Quito, 18 de marzo de 2006

Pese al rótulo que sus mentalizadores le pusieron al tipo de acuerdo comercial que nos quieren imponer con complicidad de un importante sector del status quo criollo, el TLC es en último lugar un tratado de libre comercio. Muy por el contrario es un acuerdo de protección bilateral, incompatible, en su concepción, con la idea del comercio libre, pues pretende perpetuar las prebendas de ciertos sectores productivos locales, a cambio de garantizar para las compañías norteamericanas mercados cautivos para sus productos, proveedores de materias primas sin ningún poder de negociación, compradores cautivos de sus insumos y tecnologías, y la anulación de cualquier potencial nacional para plantear una estrategia competitiva propia.

Como acertadamente lo anota Eduardo Gudynas, eminente investigador del D3E y de CLAES: "A pesar del rótulo de 'libre comercio', los 'TLC convencionales' en realidad no liberalizan todo el universo de mercaderías y servicios, sino que establecen reglas para un comercio asimétrico, donde se mantienen niveles de protección o salvaguarda en sectores sensibles propios, mientras que se busca que la contraparte otorgue las mayores aperturas posibles".

Mantener protección en "sectores sensibles propios", en muchos casos significa mantener de forma artificial una capacidad competitiva local; mientras que buscar apertura en muchos de los sectores en los que "nuestros" negociadores estás basando todos sus esfuerzos, puede perpetuar nuestra dependencia estratégica, tecnológica y política.

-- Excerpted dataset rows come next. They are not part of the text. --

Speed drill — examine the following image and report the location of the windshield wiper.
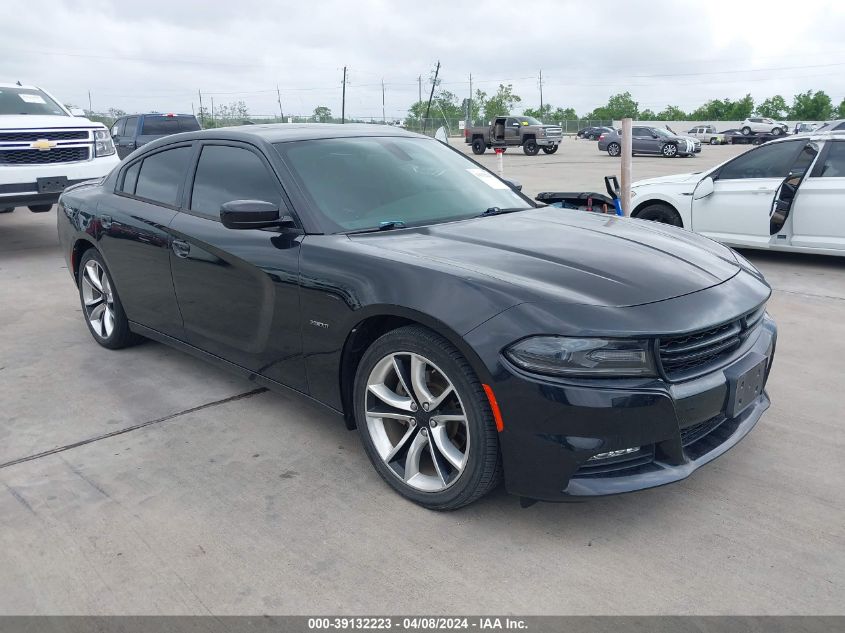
[346,220,405,235]
[478,207,537,218]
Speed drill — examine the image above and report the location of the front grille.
[0,147,90,165]
[0,130,88,143]
[659,306,766,380]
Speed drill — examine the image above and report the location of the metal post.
[620,118,633,215]
[340,66,346,123]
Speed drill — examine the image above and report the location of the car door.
[791,139,845,251]
[692,140,803,248]
[114,116,138,158]
[97,143,193,338]
[170,141,306,391]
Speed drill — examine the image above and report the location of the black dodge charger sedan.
[58,124,776,510]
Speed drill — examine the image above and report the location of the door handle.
[170,240,191,259]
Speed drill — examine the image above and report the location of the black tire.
[660,143,678,158]
[77,248,143,349]
[353,325,502,510]
[636,204,684,228]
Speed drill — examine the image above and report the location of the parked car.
[0,83,118,213]
[58,124,776,510]
[739,117,789,136]
[687,125,728,145]
[111,113,200,158]
[631,132,845,255]
[464,116,563,156]
[598,125,701,158]
[575,126,613,141]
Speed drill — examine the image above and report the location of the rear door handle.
[170,240,191,259]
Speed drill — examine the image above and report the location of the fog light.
[587,446,640,461]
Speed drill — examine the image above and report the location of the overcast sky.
[0,0,845,118]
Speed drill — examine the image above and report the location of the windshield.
[276,137,531,232]
[0,88,67,116]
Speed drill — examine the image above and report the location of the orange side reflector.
[481,384,505,433]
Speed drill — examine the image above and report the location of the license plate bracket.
[725,353,769,418]
[35,176,67,193]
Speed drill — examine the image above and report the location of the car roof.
[145,123,431,147]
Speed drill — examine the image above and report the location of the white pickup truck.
[0,83,120,213]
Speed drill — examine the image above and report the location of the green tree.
[314,106,332,122]
[756,95,789,119]
[789,90,833,121]
[484,84,522,120]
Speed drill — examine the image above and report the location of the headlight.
[94,130,114,158]
[505,336,657,376]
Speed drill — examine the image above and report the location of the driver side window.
[719,141,803,180]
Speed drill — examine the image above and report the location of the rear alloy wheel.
[354,326,500,510]
[79,248,141,349]
[636,204,684,228]
[660,143,678,158]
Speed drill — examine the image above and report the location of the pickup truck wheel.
[660,143,678,158]
[79,248,141,349]
[636,204,684,228]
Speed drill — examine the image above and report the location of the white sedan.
[631,132,845,255]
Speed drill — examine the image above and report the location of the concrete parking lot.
[0,140,845,615]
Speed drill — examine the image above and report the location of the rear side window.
[141,116,200,136]
[134,147,191,206]
[120,161,141,195]
[719,142,803,180]
[191,145,281,219]
[813,141,845,178]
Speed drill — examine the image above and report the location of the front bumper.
[482,317,777,501]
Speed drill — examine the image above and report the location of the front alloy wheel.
[353,325,501,510]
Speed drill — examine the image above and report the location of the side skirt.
[129,321,343,416]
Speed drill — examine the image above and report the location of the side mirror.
[692,176,716,200]
[220,200,281,229]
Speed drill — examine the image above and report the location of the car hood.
[0,114,105,130]
[351,207,740,307]
[631,172,703,187]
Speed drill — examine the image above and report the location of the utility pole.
[340,66,346,123]
[540,68,543,117]
[423,60,440,134]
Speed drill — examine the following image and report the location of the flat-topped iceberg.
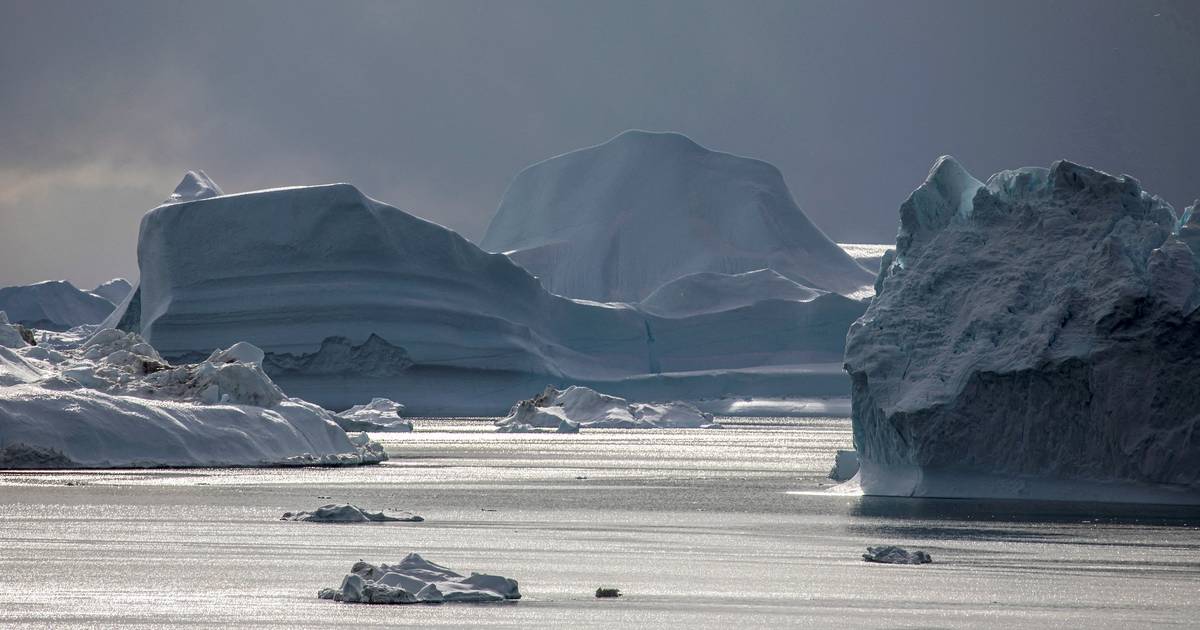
[496,386,721,433]
[336,398,413,432]
[104,174,865,421]
[317,553,521,604]
[0,326,386,468]
[846,157,1200,503]
[0,280,113,331]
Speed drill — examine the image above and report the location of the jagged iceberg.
[496,386,721,433]
[104,174,865,415]
[481,131,871,302]
[163,170,224,204]
[846,157,1200,503]
[0,324,386,468]
[317,553,521,604]
[0,280,113,331]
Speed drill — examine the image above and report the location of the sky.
[0,0,1200,288]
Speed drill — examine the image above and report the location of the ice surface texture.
[0,329,386,468]
[481,131,871,302]
[106,177,865,414]
[317,553,521,604]
[496,386,720,433]
[0,280,113,331]
[846,157,1200,503]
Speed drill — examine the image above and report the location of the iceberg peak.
[164,170,224,204]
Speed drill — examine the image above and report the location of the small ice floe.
[336,398,413,433]
[317,553,521,604]
[496,385,721,433]
[829,449,858,481]
[280,503,425,523]
[863,545,934,564]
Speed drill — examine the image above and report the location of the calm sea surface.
[0,418,1200,630]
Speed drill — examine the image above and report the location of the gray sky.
[0,0,1200,288]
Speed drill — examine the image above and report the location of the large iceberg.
[0,280,113,331]
[846,157,1200,503]
[0,324,386,468]
[481,131,871,302]
[104,174,865,415]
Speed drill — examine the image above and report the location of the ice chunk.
[845,160,1200,503]
[637,269,827,317]
[91,278,133,306]
[863,545,934,564]
[106,178,865,415]
[496,385,721,433]
[481,130,870,302]
[281,503,425,523]
[163,170,224,204]
[0,280,113,331]
[829,449,858,481]
[337,398,413,432]
[0,329,386,468]
[317,553,521,604]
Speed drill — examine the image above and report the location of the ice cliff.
[106,174,865,415]
[0,280,113,331]
[845,157,1200,503]
[481,131,871,302]
[0,324,386,468]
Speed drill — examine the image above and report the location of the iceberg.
[110,174,865,420]
[317,553,521,604]
[163,170,224,204]
[0,325,386,468]
[845,157,1200,504]
[89,278,133,306]
[637,269,830,317]
[496,386,721,433]
[336,398,413,432]
[280,503,425,523]
[0,280,113,331]
[481,130,871,302]
[863,545,934,564]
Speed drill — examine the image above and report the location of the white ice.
[317,553,521,604]
[281,503,425,523]
[496,386,720,433]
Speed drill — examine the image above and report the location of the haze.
[0,0,1200,288]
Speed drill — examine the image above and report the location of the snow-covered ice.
[337,398,413,432]
[863,545,934,564]
[280,503,425,523]
[317,553,521,604]
[0,325,386,468]
[637,269,830,317]
[481,131,871,302]
[496,386,720,433]
[163,170,224,204]
[104,174,865,415]
[0,280,113,331]
[846,157,1200,503]
[91,278,133,306]
[829,449,858,481]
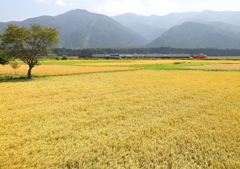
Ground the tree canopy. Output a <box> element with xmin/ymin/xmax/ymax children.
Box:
<box><xmin>0</xmin><ymin>24</ymin><xmax>59</xmax><ymax>78</ymax></box>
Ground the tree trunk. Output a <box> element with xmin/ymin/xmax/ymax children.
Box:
<box><xmin>27</xmin><ymin>65</ymin><xmax>33</xmax><ymax>79</ymax></box>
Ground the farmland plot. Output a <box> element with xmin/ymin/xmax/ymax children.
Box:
<box><xmin>0</xmin><ymin>70</ymin><xmax>240</xmax><ymax>168</ymax></box>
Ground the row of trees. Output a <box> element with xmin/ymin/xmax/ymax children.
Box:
<box><xmin>0</xmin><ymin>24</ymin><xmax>59</xmax><ymax>79</ymax></box>
<box><xmin>53</xmin><ymin>47</ymin><xmax>240</xmax><ymax>56</ymax></box>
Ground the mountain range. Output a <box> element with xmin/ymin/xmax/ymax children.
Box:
<box><xmin>0</xmin><ymin>9</ymin><xmax>240</xmax><ymax>49</ymax></box>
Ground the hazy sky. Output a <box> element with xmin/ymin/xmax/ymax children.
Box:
<box><xmin>0</xmin><ymin>0</ymin><xmax>240</xmax><ymax>22</ymax></box>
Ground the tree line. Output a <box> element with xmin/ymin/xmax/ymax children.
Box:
<box><xmin>53</xmin><ymin>47</ymin><xmax>240</xmax><ymax>57</ymax></box>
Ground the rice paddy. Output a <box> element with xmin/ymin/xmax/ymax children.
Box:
<box><xmin>0</xmin><ymin>61</ymin><xmax>240</xmax><ymax>168</ymax></box>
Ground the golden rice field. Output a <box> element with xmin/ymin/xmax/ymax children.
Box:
<box><xmin>0</xmin><ymin>67</ymin><xmax>240</xmax><ymax>169</ymax></box>
<box><xmin>0</xmin><ymin>65</ymin><xmax>136</xmax><ymax>75</ymax></box>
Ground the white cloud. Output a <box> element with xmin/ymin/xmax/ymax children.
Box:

Michael Porter, gurú mundial de la competitividad, insiste en su libro La Ventaja Competitiva de las Naciones en que el principal problema con países como el nuestro es que frecuentemente están atrapados en el tipo de sectores que basan su competitividad en costos bajos de los factores, esto es mano de obra barata y abundantes recursos naturales. Como afirma Porter, las ventajas competitivas basadas en los costes de los factores son completamente insostenibles en el largo plazo: "Las naciones que estén en esta situación se enfrentarán a una continua amenaza de perder su posición competitiva y a problemas crónicos para soportar unos salarios y unos rendimientos de capital que sean atractivos. Su capacidad de generación de beneficios, aunque éstos sean modestos, está a merced de las fluctuaciones económicas".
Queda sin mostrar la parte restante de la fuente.